I was indoctrinated early to believe my worth was equal to how hard I worked. Even with a young son, I world get up early drop him off at nursery early to get into school extra early and be unpaid. I would work the full school day and stay late and be unpaid. And not complain. To then pick up my son late and spend very little time with him before bed and then I would work late into the night, marking and creating schemes of work and again all unpaid. And then repeat it all again for days, weeks, months and years.
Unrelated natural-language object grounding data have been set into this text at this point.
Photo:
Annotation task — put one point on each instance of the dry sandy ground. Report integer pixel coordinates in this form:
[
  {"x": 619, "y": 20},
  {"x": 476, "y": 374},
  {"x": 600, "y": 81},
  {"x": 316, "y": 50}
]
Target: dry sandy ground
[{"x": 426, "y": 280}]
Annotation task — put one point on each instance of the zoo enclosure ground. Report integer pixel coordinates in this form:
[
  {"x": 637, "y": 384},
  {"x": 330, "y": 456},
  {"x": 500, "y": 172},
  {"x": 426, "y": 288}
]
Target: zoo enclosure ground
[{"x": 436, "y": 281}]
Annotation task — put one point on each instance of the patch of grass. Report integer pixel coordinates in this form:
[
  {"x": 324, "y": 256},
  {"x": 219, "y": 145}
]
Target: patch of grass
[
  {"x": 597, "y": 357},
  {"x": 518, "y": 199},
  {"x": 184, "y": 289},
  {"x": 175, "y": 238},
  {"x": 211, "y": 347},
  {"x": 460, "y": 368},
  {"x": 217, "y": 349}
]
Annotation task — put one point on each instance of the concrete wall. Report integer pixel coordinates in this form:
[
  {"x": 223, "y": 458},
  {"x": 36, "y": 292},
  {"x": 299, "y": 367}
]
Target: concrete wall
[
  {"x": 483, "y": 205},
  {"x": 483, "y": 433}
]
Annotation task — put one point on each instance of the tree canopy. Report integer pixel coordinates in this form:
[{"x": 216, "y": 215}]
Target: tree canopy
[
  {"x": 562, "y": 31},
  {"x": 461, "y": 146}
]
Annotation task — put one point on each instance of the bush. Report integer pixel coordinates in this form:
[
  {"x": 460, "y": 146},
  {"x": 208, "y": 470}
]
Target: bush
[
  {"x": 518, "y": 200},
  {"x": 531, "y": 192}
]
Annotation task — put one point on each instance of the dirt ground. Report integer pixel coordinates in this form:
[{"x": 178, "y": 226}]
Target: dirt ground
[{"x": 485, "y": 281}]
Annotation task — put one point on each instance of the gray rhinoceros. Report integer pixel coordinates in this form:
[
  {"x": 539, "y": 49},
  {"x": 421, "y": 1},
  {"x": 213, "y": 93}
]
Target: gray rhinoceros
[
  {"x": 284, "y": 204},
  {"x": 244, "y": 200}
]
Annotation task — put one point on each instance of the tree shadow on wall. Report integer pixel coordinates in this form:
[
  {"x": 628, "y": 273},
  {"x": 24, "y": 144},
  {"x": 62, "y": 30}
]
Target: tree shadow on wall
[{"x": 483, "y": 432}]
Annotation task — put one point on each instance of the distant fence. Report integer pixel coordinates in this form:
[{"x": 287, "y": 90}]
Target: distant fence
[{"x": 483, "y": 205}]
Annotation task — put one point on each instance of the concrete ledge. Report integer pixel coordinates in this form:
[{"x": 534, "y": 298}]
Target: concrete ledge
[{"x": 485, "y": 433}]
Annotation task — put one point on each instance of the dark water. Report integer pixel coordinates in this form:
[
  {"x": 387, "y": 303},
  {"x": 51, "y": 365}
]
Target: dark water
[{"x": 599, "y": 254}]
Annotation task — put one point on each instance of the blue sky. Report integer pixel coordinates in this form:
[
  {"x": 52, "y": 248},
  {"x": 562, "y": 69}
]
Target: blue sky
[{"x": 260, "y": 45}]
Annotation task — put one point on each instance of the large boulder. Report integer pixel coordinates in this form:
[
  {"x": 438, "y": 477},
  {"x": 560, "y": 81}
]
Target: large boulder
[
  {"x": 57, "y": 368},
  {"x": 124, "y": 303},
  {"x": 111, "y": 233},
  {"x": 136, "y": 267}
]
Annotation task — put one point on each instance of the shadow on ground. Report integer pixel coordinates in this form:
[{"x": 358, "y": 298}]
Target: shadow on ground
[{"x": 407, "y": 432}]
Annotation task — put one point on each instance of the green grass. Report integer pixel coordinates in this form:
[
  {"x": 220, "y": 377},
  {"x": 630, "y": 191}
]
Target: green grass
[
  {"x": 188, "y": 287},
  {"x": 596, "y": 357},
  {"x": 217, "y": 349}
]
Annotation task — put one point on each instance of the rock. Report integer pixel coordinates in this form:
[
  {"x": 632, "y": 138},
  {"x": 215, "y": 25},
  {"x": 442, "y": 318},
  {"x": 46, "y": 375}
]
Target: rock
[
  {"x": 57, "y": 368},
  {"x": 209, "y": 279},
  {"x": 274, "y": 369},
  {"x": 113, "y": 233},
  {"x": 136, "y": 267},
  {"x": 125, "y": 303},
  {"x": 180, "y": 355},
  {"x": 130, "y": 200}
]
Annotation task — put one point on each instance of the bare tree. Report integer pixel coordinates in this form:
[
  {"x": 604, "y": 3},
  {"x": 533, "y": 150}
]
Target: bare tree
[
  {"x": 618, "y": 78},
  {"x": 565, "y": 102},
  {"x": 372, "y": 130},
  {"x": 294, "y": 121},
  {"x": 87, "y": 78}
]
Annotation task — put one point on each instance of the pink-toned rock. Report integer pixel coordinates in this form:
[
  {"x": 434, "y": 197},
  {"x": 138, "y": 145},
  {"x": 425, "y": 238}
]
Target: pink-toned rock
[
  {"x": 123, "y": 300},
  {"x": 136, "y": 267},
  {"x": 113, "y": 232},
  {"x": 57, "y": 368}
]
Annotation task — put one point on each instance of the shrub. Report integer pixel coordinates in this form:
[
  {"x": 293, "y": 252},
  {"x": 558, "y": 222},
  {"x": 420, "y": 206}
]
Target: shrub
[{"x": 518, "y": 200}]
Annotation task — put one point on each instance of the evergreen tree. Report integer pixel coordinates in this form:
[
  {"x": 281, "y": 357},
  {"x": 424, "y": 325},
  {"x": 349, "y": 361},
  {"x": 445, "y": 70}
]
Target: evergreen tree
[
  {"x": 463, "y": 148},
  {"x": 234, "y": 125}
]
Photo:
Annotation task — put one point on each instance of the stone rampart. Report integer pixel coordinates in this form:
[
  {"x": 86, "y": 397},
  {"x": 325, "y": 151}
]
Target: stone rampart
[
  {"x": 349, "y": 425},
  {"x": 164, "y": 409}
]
“This is a Eurocentric, deeply white supremacist way of thinking and it is straight and ableist. It does not consider someone’s mental, physical, and emotional capabilities. … It does not consider offering space to dream, create, or simply partake in a longer lunch or even a nap.” Jennifer Mullan, Decolonizing Therapy.
I would do extra work, take on extra responsibilities, make sure I was seen being the ‘good’ teacher and look how good I am at handling pressure because I believed this is how I could prove that I was enough, I was good enough.
And there wasn’t just those internal pressures but there was also that external pressure that would flatter and coax and demand and make me feel that I wasn’t doing enough or that I was needed even more and only I could solve this problem or issue or be the one to stay late and sort it out.
I couldn’t rest and I shouldn’t rest and if I was feeling burnt out it was my fault. I should learn to manage my time better, eat better, do less and take care of myself. But how can you do that within a system which doesn’t allow it? That just keeps on rolling and takes you along with it through desire or force? I couldn’t afford to work less, to drop responsibilities as I needed the money to keep the roof over our heads, food on the table and clothes on our backs. Earning just enough to live from one pay check to the next. I felt trapped. I was trapped. Until I broke.
I got sick. Took time off. And stepped away. Self-care wasn’t the cure for burnout but it helped for a time as it gave me the time and space and clarity to realise that I wasn’t the problem. My burnout and breakdown wasn’t my fault. The problem was deeper than me. The root of the problem was the school, the education system, the businesses, the organisations, the media, the policies, the rules and expectations that kept me working to exhaustion, stressing about not doing enough, tired and struggling and giving more of my time and energy and heart to strangers than my own son.
“You cannot self-care or self-love your way out of systematic oppression.” Jennifer Mullan, Decolonizing Therapy.
I agree, however, I would argue that leaning more into self-care with slowing down and rest and learning to love myself through my reconnection with nature, did and continues to do so, provide the space and time and energy to question my conditioning, to agitate the ways things have always been done within capitalism, colonialism and patriarchy, to recognise the dehumanising, extractive and exploitative systems that are fixing to kill us and attempt to do something to stop it.
I continue on this path of decolonisation by starting with myself.